Start with the Talking Points to see how often your students exchange business emails, who they write to, and whether there are certain things they pay special attention to when writing a business email. Then show them the infographic discussing basic rules of email writing etiquette, see what you have already mentioned. Ask your students to order the rules according to their importance and justify their decision. Let them compare their list with their partner(s). Discuss the rules with the whole class and see whether you agree on the top 3 rules.
The next part of the exercise involves writing and responding to emails, trying to apply the rules discussed previously.
Divide your class into two groups.
One group receives worksheet 1A, 1B; the other 2A, 2B. Before they start writing, you might invent professionally sounding email addresses for each person from the exercise. It will save the trouble some of the less imaginative students (name of the company?!), and allow you to check whether they remember one of the 6 rules.
Students need to write the email in points 1A, 2A respectively. Allow 10 minutes to complete the task.
Then students should exchange their worksheets so that a person who wrote email 1A now replies to 2A (and 2A to 1A). They need to fill in sections 2B and 1B respectively. Allow another 10 minutes for this.
Now, students 1 and 2 should work in pairs to compare and correct the correspondence they wrote, and see whether they followed to rules of email writing etiquette (minus the time requirement). Monitor and answer questions while they work on that.
Finally, you might want to elicit two model emails and two responses from the class and put them on the board for your group to copy / print them and distribute among your students.

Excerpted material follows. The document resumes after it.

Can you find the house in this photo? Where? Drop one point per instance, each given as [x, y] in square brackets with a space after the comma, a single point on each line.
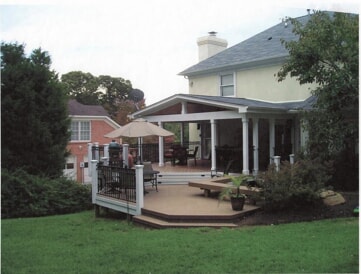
[89, 124]
[236, 108]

I felt it was a much-needed class for my in-company groups (intermediate and upper-intermediate) to revise everything on business email writing we have covered during the course. While the first part of the exercise went really well; students were comfortable talking about business email writing and really appreciated the infographic, the actual written part was a bit more challenging. It was a good idea to pair the students up and have them self-correct their emails, but I still needed to offer a lot of explanation, clarification and correction which took a lot of time (my classes were between 4 and 8 students) and I would definitely like to streamline the procedure in the future. Coming up with model business emails at the end was effective as far as getting rid of some final doubts and leaving my students with a tangible business email model.